The symposium included a day of technical visits when the morning was spent at the Strawberry Expo which included a strawberry festival (but still none to eat!). Apparently the bees were a bit tired or lazy and so girls were employed, complete with camel hair paint brushes to do the work of the bees. The afternoon was spent visiting 2 strawberry gardens which were fascinating. Round Beijing strawberries are grown in ‘Solar Houses’ which capture heat on a north facing wall and black polythene covering the soil and have polythene half tunnels covering the plants. At night, when the sun goes down, the heat is conserved in the houses and kept above 6º by a cotton blanket which is rolled down over the polythene. The first garden that we visited was a cooperative of 140 farmers and basically ‘organic’ using a wide range of biocontrol measures. Here the bees were working well and there was plenty of fruit which we were allowed to sample!

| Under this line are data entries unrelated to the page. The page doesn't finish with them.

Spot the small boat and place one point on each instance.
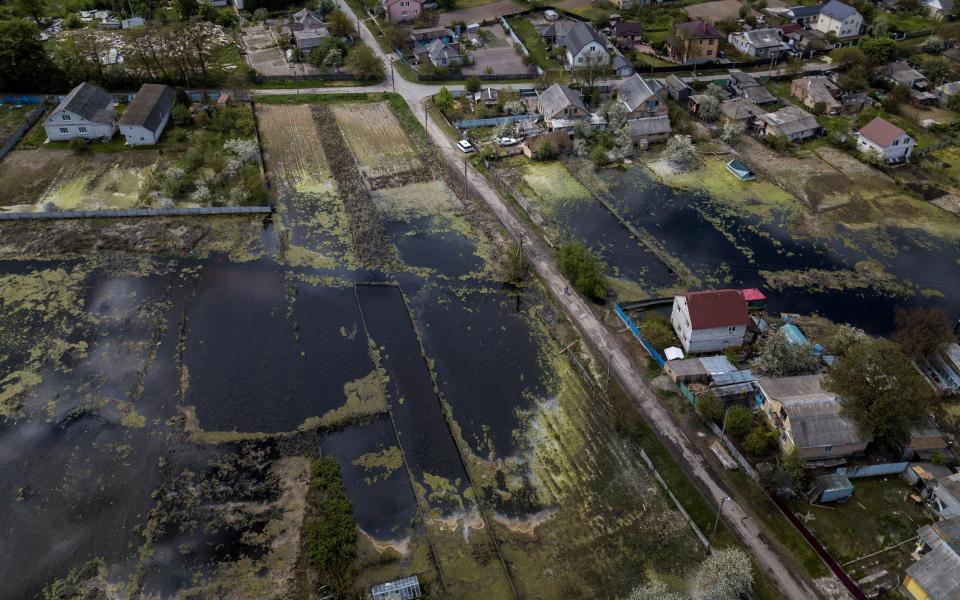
(740, 170)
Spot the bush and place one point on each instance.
(739, 422)
(584, 269)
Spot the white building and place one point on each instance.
(144, 120)
(884, 138)
(86, 113)
(711, 321)
(843, 20)
(585, 47)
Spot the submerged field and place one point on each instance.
(855, 239)
(180, 392)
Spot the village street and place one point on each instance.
(606, 342)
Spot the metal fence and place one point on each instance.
(134, 212)
(14, 137)
(494, 121)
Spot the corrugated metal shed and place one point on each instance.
(407, 588)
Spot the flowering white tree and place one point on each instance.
(655, 590)
(724, 575)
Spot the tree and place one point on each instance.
(186, 8)
(709, 407)
(655, 590)
(340, 24)
(24, 63)
(739, 422)
(879, 51)
(777, 356)
(724, 575)
(881, 390)
(473, 84)
(584, 269)
(921, 331)
(680, 151)
(364, 64)
(443, 100)
(708, 108)
(844, 338)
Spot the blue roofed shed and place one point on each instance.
(793, 333)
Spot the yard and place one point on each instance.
(11, 117)
(880, 514)
(534, 42)
(212, 162)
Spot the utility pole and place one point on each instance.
(719, 512)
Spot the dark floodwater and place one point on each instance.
(264, 353)
(427, 443)
(486, 362)
(681, 221)
(593, 225)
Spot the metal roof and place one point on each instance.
(152, 103)
(407, 588)
(635, 90)
(90, 102)
(837, 10)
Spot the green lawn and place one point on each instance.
(880, 514)
(907, 23)
(534, 43)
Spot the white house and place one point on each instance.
(144, 120)
(86, 112)
(885, 138)
(585, 47)
(843, 20)
(711, 321)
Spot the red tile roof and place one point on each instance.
(717, 308)
(881, 132)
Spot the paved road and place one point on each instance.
(606, 342)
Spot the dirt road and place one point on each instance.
(605, 341)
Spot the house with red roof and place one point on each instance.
(882, 137)
(712, 320)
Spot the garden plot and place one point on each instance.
(45, 179)
(292, 147)
(376, 139)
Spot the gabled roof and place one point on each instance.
(790, 119)
(649, 126)
(619, 62)
(837, 10)
(628, 28)
(90, 102)
(716, 308)
(557, 97)
(762, 38)
(881, 132)
(802, 12)
(635, 90)
(579, 36)
(152, 103)
(938, 572)
(699, 29)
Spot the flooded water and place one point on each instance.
(733, 250)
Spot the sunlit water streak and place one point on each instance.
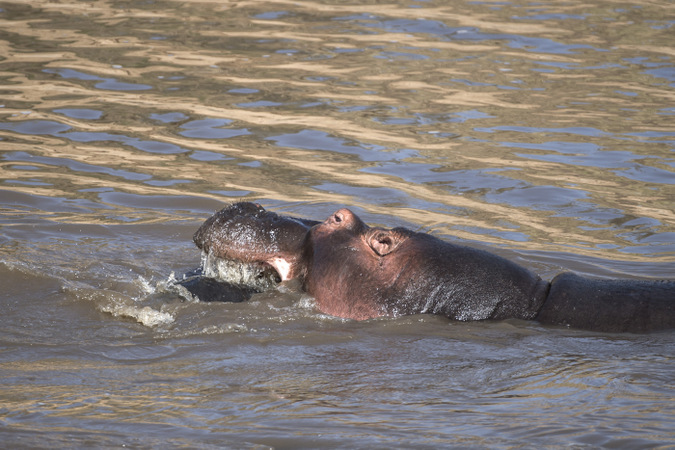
(544, 130)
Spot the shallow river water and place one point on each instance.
(541, 130)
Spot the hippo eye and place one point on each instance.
(383, 243)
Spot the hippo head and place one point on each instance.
(360, 272)
(246, 235)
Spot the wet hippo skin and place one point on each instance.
(361, 272)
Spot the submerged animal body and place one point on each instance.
(360, 272)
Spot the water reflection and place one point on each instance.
(543, 129)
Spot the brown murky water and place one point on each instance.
(544, 130)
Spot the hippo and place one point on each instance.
(359, 272)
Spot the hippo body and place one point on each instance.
(360, 272)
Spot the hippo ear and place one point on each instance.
(384, 242)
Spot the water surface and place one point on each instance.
(540, 130)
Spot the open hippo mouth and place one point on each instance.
(246, 245)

The second garden was a ‘you pick’ garden (the equivalent of pick your own) which is apparently very popular as a day out. There was great excitement amongst the delegates here as we were all given a large box of strawberries to take away! After the Symposium my trip continued with a visit to China Agriculture University in Beijing, and an official meeting in Beijing. The final stage of the trip was a flight for me to Hohot in Inner Mongolia where I gave presentations both at the Institute of Agronomy and Animal Husbandry and at the Agricultural University.
I also received an honorary Professorship at the Institute, which has a Memorandum of Understanding with the University of Hertfordshire.
I was very fortunate that my research student Xiaolei Jin was able to come to the symposium with me and also I was able to see a couple of former students whilst I was in Beijing who made sure that I did some sight seeing. They even took me to see the preserved body of Chairman Mao, and were surprised to find that as a student in the sixties in the UK I had some knowledge of him and his activities!!! The most unexpected event was arriving at the hotel of China Agriculture University, and being met by Professor Z L, who told me to sit down, and said ‘XY (a former student) will be here in 3 minutes’ and he was, having flown to Beijing for the day from Wuhan and when we worked out that neither XY nor I had been to the Great Wall, we went that day whilst Professor ZL waited all day for an important phone call!
I would like to thank the BSPP for their assistance of a Travel Award to enable me to attend the symposium. My whole trip to China was very stimulating and I look forward to further visits and collaboration with researchers in China as well as the ICPP in August 2013.